The Hole Enchilada: Electrical Holes

EnchiladaOne of our clients purchased two pole building kits from Hansen Pole Buildings last year. He has the first one completed (he constructed it himself), and decided to hire a contractor to complete the second one for him.

The Hansen Pole Buildings Designer, Rachel, contacted him recently, to see how it was progressing. The client did pose an interesting question to Rachel:

“Can I drill holes into the poles for electrical and plumbing, if so how big is allowable, and how many per pole.”

Good question and one which will pertain to any form of wood frame construction – not just post frame.

One of the beauties of post frame construction is typically very little drilling, if any, is needed for electrical holes in order to run wires. Why? Because the wall framing (girts) extend or are placed so as to leave a 1-1/2 inch space between the outside of the wall columns and the siding (whether steel or most any other type of siding).

The IBC (International Building Code) and IRC (International Residential Code) do not spell out the allowable size and frequency of holes which can be drilled through structural wood members. In order to find the answer – it takes digging into the standard lumber grading rules.

Think of a hole being drilled through, as being an “open knot”. The lumber grading rules refer to these as being “Unsound or Loose Knots and Holes” due to any cause. Most structural framing (whether joists and planks – like wall girts and roof purlins or posts and timbers) is graded as Number 2.

For practical purposes, a hole up to ¼ (or just less than ¼) of the face being drilled through will be within grade in Number 2 lumber. Example: If you have a 2×4, the face is 3-1/2” across – so you can drill a hole through that face up to ¼ x 3-1/2” or 7/8”. That’s a pretty good sized hole.  The hole size is reduced for higher grades of lumber (think of it as higher grades – fewer allowable defects). In Number 2 graded material, a hole is allowable as often as every two feet (again holes must be spaced further apart for higher grades of lumber).

On a stick framed building, assuming studs every 16”- you would need to drill through every one of them for electrical holes.  With a pole building, you can just run your wiring around the post (between the post and the siding) and between the girts – so you should be able to avoid drilling any holes.

To answer the question for plumbing – you are not supposed to drill holes through a post larger than what is allowed. As long as they are small enough in diameter, you could run hot and cold pipes through it.  Again – to do this in an exterior wall is questionable.  I’d check with your local building department and get their verdict on it.  To run a waste line (larger diameter) through a post – you’d have to use larger framing in the wall, or furr in a wall to do it.
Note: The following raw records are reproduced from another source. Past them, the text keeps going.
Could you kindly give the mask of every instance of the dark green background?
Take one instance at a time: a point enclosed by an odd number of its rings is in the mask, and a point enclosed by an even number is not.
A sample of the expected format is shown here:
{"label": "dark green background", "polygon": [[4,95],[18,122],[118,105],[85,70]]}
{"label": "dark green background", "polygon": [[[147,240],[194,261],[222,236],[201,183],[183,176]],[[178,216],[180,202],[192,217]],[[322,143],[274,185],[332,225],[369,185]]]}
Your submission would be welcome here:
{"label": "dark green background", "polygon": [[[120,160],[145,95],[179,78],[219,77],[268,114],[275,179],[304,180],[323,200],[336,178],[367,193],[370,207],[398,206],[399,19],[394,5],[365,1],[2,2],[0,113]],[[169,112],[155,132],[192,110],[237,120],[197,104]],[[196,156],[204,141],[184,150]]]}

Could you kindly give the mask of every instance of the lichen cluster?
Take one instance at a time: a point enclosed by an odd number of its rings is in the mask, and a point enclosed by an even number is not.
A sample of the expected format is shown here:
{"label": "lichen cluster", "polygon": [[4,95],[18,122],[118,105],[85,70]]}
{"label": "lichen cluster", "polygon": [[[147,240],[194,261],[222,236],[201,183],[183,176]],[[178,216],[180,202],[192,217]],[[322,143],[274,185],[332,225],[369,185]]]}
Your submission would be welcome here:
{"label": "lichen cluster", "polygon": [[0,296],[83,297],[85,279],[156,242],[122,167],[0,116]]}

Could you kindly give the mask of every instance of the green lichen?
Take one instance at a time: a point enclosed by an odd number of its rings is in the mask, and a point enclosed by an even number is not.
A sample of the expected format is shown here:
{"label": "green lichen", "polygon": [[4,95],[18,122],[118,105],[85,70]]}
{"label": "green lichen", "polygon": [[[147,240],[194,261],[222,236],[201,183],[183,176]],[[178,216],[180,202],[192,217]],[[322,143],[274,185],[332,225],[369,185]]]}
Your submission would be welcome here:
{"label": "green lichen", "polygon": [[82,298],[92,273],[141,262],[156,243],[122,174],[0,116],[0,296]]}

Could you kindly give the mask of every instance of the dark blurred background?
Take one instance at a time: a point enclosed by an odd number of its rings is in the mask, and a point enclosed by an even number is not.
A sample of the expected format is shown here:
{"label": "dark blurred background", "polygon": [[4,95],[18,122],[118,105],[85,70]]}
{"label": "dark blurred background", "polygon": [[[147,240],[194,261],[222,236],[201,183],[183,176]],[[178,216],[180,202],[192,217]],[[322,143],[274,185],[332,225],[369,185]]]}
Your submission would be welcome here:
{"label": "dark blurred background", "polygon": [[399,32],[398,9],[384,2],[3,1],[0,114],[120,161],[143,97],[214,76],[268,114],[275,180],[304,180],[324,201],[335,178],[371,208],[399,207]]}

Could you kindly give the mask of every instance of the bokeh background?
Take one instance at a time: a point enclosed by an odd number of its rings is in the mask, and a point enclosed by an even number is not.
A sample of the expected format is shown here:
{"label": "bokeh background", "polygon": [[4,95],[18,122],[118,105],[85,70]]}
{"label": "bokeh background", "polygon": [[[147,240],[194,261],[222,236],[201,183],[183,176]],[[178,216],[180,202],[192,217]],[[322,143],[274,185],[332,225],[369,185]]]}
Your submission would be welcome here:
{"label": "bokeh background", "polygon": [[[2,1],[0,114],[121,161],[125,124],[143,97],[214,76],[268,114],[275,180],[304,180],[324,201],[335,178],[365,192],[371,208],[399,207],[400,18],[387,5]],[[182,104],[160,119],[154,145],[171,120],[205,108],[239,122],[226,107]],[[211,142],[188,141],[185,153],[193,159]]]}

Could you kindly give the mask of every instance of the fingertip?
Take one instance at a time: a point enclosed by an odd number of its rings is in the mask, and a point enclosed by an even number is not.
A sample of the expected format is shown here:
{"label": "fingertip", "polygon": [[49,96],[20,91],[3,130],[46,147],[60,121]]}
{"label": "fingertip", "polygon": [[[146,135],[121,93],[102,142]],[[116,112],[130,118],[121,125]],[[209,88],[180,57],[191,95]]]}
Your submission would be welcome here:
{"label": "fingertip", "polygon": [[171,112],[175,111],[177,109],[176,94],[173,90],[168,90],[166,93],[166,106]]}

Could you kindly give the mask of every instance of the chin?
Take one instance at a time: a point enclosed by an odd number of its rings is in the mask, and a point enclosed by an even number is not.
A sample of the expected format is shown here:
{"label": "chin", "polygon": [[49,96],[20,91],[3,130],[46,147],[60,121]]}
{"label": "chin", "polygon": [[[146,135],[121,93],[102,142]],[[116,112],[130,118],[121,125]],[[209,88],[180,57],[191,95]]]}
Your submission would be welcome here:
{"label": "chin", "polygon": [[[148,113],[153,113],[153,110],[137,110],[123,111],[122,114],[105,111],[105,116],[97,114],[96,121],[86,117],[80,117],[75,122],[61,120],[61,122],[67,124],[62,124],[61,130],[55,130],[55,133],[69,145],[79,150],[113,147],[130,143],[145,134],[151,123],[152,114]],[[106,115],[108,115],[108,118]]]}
While I try to drill as little as possible (it takes more effort and tools to do so), the Code does allow for them, within reason.

2 thoughts on “The Hole Enchilada: Electrical Holes

  1. When running wire around the post can you secure The wire to the girt? How many wires are aloud on one grit? I built a 40×60 and plan on having a plug on every post with some having plugs for 220 and some 50 and 30 amps for air compressor and welder also RV plug so I will be running lots of wire and want a neat safe job

    1. I am far from an electrical expert, however from my research I can find no Code limitation on the number of wires which can be attached to a framing member. You should verify this with either the licensed electrician who is doing the install, or the electrical inspector, prior to installation.